La crudeza, cuando se emparenta con lo bello, enmarca la emoción. Nacho Ruipérez rememora justo dos de los momentos más emocionantes del rodaje, en los que el contacto con el paisaje se vuelve epidérmico: “Había una secuencia complicada en la que una niña tenía que saltar por una ventana, correr a través de los campos empantanados y tirarse al agua al recibir un tiro. La productora contrató a una doble que medía exactamente igual que la niña actriz, Valeria Schoneveld. Las primeras tomas las hizo la doble, pero luego fui a la caravana a hablar con la actriz que tenía como unos 12 años si no recuerdo mal, y le pedí por favor de rodillas y delante de su madre si podía repetir la toma ella misma, que no había quedado del todo bien a la primera. Valeria ni se lo pensó, miró a su madre y ésta le contestó que era decisión suya. Hacía un frío de mil demonios y la cría saltó al agua decidida e hizo la toma magníficamente bien a la primera. Recuerdo con cariño el largo aplauso que le dio el equipo cuando gritamos el corte. Fue un momento muy especial. Algo parecido sucedió con Florin Opritescu, un actor rumano al cual pedí también de rodillas que volviera a lanzarse a un pozo cuya agua estaba completamente helada. Llevaba traje de neopreno pero el pobre tiritaba de frío. Aun así lo hizo y la toma quedó inmortalizada para siempre en la película. Es muy emocionante cuando los actores se entregan tanto al proyecto”.

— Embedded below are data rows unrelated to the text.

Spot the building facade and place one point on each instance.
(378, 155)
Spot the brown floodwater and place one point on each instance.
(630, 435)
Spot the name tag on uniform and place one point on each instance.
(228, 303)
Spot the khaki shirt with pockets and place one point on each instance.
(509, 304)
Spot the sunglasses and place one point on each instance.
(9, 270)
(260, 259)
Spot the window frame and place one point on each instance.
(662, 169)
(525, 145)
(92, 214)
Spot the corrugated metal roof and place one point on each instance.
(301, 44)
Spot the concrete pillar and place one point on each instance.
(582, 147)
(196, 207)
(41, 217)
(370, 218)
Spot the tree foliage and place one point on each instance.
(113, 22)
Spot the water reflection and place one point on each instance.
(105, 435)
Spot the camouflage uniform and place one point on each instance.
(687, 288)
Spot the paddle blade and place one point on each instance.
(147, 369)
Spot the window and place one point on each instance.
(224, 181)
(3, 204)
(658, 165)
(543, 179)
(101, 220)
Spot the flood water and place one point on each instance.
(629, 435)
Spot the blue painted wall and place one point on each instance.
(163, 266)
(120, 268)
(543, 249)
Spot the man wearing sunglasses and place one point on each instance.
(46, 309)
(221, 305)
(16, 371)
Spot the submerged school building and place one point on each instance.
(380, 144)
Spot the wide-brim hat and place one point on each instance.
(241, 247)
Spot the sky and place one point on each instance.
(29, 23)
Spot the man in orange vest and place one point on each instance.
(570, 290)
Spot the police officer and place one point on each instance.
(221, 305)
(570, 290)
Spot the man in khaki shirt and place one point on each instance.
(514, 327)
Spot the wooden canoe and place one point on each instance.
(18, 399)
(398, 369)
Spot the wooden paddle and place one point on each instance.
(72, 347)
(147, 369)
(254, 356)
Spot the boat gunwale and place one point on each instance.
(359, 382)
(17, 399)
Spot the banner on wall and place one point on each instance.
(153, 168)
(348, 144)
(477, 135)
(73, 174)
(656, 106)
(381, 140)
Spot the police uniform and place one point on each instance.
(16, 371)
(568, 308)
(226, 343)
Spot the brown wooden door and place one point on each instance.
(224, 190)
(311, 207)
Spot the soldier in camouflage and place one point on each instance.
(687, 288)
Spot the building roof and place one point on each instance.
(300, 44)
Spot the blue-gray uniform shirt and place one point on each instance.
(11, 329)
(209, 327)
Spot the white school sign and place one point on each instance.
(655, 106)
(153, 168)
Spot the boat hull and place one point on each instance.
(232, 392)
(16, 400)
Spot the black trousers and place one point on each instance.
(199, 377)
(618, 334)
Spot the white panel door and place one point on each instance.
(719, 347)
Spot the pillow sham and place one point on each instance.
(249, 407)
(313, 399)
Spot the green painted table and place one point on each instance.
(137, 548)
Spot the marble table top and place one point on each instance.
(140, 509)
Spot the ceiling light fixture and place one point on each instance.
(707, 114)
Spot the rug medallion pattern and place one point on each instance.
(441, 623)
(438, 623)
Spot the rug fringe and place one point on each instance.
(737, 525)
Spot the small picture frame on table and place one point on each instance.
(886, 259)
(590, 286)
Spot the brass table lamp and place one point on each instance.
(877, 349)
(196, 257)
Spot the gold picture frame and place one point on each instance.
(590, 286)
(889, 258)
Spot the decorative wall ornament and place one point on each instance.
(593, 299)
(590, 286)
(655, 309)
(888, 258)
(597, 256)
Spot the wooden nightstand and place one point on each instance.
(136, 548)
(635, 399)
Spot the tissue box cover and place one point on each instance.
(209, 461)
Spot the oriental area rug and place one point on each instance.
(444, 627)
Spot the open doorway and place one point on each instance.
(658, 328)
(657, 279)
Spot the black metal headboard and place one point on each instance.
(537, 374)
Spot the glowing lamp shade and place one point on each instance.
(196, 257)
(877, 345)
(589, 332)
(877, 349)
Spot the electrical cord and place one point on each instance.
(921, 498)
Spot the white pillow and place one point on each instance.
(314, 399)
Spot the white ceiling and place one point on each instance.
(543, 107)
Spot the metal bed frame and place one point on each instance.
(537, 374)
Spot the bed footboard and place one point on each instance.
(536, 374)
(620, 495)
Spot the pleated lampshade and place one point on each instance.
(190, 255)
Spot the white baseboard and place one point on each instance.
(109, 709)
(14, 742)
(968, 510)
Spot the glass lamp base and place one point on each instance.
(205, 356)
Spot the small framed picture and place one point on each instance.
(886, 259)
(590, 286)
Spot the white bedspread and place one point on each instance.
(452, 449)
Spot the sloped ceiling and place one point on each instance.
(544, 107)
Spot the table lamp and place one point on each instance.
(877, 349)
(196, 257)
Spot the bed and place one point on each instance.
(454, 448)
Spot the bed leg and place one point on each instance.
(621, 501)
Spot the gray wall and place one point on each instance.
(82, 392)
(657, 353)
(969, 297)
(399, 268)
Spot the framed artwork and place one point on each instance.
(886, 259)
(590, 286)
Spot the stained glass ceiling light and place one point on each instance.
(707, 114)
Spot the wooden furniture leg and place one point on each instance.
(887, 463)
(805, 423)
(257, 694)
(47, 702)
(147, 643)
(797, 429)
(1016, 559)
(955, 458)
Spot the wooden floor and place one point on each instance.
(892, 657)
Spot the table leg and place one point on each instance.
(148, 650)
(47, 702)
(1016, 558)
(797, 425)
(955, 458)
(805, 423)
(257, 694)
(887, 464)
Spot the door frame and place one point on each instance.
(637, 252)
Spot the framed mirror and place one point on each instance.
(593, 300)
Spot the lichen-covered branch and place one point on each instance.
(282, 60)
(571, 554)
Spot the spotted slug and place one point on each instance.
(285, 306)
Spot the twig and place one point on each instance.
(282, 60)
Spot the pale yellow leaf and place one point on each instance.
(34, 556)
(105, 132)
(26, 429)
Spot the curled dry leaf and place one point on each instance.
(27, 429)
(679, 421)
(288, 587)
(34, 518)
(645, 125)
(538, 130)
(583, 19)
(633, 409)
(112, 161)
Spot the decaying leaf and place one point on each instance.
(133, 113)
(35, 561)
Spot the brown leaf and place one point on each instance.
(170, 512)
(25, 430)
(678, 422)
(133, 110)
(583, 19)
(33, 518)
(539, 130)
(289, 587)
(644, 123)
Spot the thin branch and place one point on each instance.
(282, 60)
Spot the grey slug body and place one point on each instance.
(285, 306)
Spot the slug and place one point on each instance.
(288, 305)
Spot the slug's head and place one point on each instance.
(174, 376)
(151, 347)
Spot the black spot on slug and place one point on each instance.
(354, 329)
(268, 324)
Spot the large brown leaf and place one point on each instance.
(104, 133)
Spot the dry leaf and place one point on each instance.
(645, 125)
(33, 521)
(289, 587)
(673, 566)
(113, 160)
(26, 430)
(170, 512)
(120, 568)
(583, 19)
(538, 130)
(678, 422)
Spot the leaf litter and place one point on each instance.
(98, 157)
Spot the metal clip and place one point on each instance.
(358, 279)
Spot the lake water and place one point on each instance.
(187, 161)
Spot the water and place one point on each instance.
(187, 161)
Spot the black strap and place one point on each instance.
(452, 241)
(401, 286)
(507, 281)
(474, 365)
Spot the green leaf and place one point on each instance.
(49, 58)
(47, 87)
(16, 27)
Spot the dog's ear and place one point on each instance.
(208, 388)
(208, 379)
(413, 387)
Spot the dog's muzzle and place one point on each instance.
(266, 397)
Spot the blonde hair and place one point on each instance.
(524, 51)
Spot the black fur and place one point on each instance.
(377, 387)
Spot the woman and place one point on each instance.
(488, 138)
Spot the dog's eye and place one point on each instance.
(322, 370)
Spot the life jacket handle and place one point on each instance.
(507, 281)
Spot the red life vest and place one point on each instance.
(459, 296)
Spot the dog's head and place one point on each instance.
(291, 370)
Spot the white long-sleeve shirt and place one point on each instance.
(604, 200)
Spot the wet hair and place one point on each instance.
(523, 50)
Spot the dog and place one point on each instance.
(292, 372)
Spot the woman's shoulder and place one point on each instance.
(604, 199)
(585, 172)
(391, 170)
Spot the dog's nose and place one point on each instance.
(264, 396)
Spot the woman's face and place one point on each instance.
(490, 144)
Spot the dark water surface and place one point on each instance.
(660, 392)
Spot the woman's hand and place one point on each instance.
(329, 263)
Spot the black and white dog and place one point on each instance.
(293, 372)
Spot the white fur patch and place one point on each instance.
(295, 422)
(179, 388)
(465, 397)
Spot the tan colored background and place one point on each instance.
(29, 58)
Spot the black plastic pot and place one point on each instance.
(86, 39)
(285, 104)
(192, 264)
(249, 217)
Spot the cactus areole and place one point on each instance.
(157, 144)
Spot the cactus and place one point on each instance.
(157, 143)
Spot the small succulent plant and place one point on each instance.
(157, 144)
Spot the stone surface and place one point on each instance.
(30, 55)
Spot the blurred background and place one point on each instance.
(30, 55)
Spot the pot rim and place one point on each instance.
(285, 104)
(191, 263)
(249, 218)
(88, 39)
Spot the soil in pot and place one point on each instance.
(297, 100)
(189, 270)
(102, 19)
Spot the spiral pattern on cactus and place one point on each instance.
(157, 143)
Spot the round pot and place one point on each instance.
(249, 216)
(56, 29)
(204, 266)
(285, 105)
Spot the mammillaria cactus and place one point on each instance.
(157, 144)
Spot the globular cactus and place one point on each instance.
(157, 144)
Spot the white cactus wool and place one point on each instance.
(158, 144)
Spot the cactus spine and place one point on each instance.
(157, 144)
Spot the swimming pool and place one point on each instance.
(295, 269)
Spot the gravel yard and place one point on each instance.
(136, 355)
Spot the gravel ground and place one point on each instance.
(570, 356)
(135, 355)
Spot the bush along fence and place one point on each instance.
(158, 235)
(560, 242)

Definitivamente l’Albufera -ahí parte de su renacimiento estético- es un lienzo de la dureza y la expresión humana. “Configura toda la imaginería de El desentierro -sigue su director-, hemos rodado en dos épocas distintas justamente para poder captar las dos etapas más características de los arrozales: la época en la que están en plena siega (más o menos hacia septiembre) y cuando están llenos de agua. Esto funciona muy bien visualmente porque separa ambas épocas sin necesidad de tener que recurrir a etalonajes ni efectismos de postproducción. Y, al mismo tiempo, ubican la historia en un territorio muy característica, lo cual le da un buen baño cultural y autóctono, algo que nos interesaba mucho justamente para retratar la historia de alguien que fue desarraigado, un tipo que ha perdido la memoria y, con ello, la identidad”.
La València Film Office, dependiente de la Turismo València, y a través de su presidenta Sandra Gómez, insiste en algunas cualidades que subrayan el efecto atractivo de l’Albufera: “el ecosistema único, la cultura del arroz, por el emblema de agricultores y pescadores que trabajan fuera del vaivén de la ciudad, y al mismo tiempo su cercanía a València, por la tranquilidad para el rodaje, su espectacularidad visual que varía en función de la época del año, pudiendo ver preciosos encharcados, territorios secos, la espiga verde, la espiga amarilla a punto de la siega del arroz…”.
Como le ocurre al protagonista de El desentierro, el paraje es un aviso de nuestra desmemoria.